Sunday, February 9, 2014

STL map

Map is another STL container and is aother good way of keeping data. We declare map like this.
map<type1 , type2> m;
Basically this map means that we keep data of type 2 with indexses of data type1. This sounds complicated but I will try to be more clear. For example we want to keep a list of names and surnames. We can do that with map.
If we assign map<string,string> m;
this emans that the following expression is legal m["Smith"]="John"; We can consider the first data type we assign to map as the index data type. So in our example "Smith" is the index and "John" is the value. When we are declaring an ordinary array int a[10000]. then we can use the following expression a[10],a[1] but not a[-25] because the indexing starts with 0. You can imagin map as a little more enhanced version of array.

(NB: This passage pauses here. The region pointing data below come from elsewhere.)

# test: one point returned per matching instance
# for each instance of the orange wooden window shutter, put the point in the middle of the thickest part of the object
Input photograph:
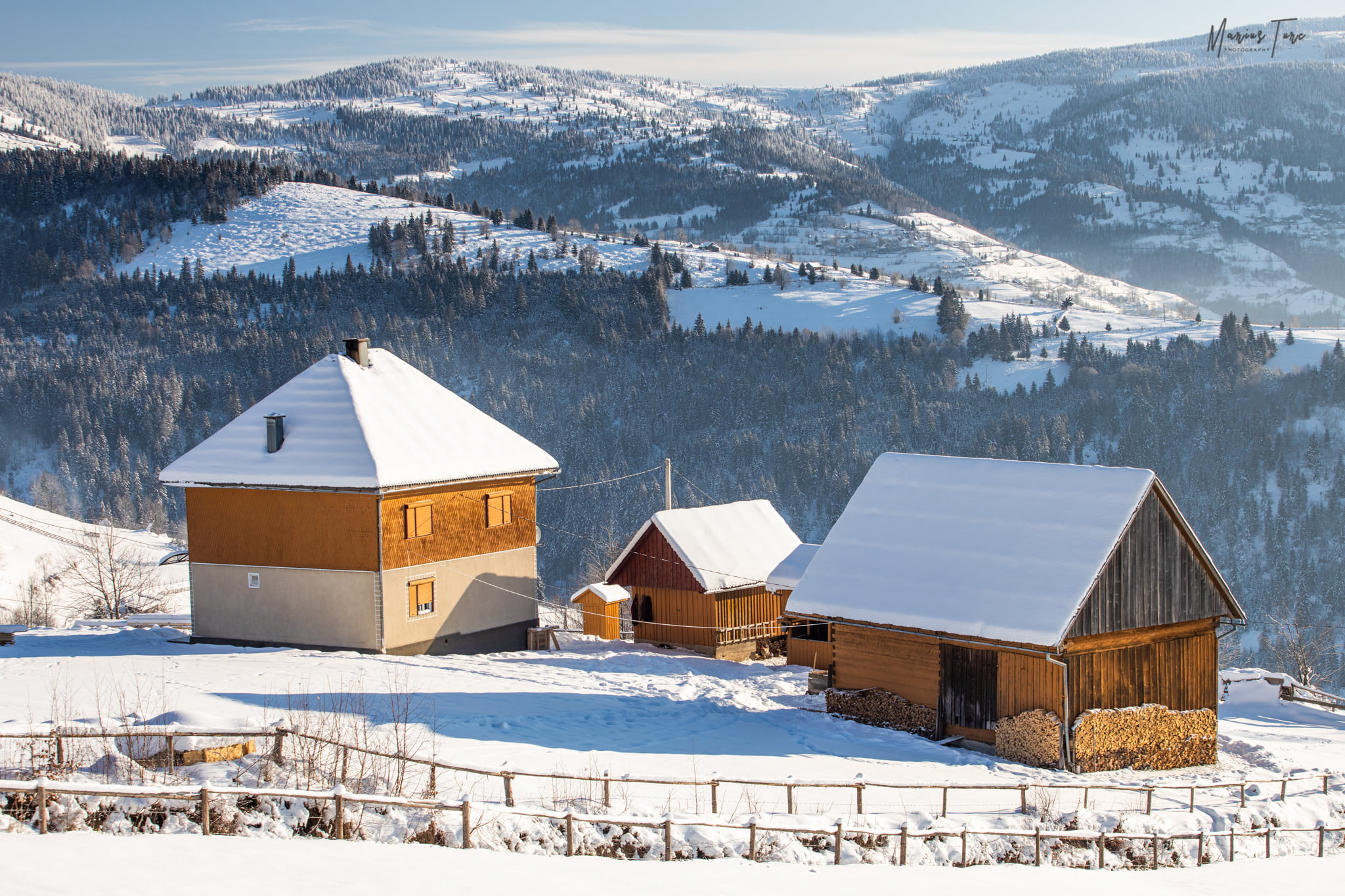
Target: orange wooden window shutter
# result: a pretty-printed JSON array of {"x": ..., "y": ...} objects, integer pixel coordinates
[
  {"x": 420, "y": 519},
  {"x": 499, "y": 509}
]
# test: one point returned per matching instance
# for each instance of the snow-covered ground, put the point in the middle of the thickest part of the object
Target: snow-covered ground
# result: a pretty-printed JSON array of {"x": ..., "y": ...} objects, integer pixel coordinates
[
  {"x": 594, "y": 707},
  {"x": 64, "y": 864},
  {"x": 35, "y": 544}
]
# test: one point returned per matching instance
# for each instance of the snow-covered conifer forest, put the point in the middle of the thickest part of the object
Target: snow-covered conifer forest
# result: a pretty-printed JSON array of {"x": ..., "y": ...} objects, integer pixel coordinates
[{"x": 1122, "y": 255}]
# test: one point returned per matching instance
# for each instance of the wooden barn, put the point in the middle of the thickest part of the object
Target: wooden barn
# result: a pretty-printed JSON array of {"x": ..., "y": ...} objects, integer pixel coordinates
[
  {"x": 602, "y": 606},
  {"x": 362, "y": 505},
  {"x": 988, "y": 589},
  {"x": 698, "y": 576}
]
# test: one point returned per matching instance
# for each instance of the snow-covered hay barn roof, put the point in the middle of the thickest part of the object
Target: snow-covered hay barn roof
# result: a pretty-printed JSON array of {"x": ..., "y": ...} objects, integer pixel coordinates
[
  {"x": 787, "y": 574},
  {"x": 361, "y": 427},
  {"x": 988, "y": 548},
  {"x": 724, "y": 545},
  {"x": 603, "y": 591}
]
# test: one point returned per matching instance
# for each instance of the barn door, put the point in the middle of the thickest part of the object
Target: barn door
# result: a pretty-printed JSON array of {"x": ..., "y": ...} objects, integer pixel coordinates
[{"x": 969, "y": 684}]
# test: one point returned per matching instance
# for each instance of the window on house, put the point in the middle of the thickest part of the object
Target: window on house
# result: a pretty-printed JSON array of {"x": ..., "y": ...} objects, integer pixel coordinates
[
  {"x": 420, "y": 519},
  {"x": 499, "y": 508},
  {"x": 422, "y": 597}
]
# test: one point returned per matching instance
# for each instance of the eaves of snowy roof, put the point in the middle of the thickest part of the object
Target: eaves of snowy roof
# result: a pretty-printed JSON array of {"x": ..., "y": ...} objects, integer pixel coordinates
[
  {"x": 604, "y": 591},
  {"x": 377, "y": 427},
  {"x": 787, "y": 574},
  {"x": 986, "y": 548},
  {"x": 724, "y": 545}
]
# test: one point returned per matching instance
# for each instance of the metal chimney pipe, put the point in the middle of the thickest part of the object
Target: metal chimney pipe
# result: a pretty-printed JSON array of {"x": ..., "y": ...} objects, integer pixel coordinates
[
  {"x": 357, "y": 350},
  {"x": 275, "y": 431}
]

So , one more time map<type1 /*index data type*/ , type2 /*value data type*/> m;
examples
map<string,int> m;
m["John"]=0;

map<int, int > m;
m[-10000]=902;

map<unsigend int,int> m;
m[10]=34; //Note that map<unsigend int,int> m has the same effect as the regular array because the indexing starts with non negative numbers

And one more important question, the memory usage. When we first declare the map it is using almost no memory. When the first value is attached, ( for example we have map<string,string> m; and we write m["John"]="Smith") some memoryis being taken only for storing one elment and somehow keep its index. When we assign another value , it checks if the index we use has already been used he just replaces already taken memory with anotehr value if its new than he take memory again. Example
map<string,string> m;
m["John"]="Smith";
takes memory for storing the value "Smith" under the index "John";
m["Johny"]="Smith";
Takes memory because the index "Jonhy" was unused.
m["John"]="Brown";
Already has a memory for the idnex "John" so just replaces the value "Smith" with teh value "Brown";

Looping over maps is being done with iterators.
Now some important functions

m.begin()
return the value for iterator which shows the beginning of the map. IMPORTANT map always starts looping from teh lowest index to the highest.

m.clear()
clears the map completely.

b.empty()
boolean function which returns true if the map is empty and false if it is not.

m.end()
returns the end of the map for iterator.
Looping over map is accomplished like this.
map<type1,type2> m;
........................
........................
........................
map<type1,type2>::iterator it;
for(it=m.begin();it!=m.end();it++)
{
}
m.erase()
This function ca be used in more than 1 ways. If you give a single iterator to it it will remove the element which has that iterator. If you give 2 iterators it will remove all teh elements between these 2 iterators.

m.find( value)
retuns and iterator, needs a value to find it.

m.size()
returns the size of the map= the number of elements in the map.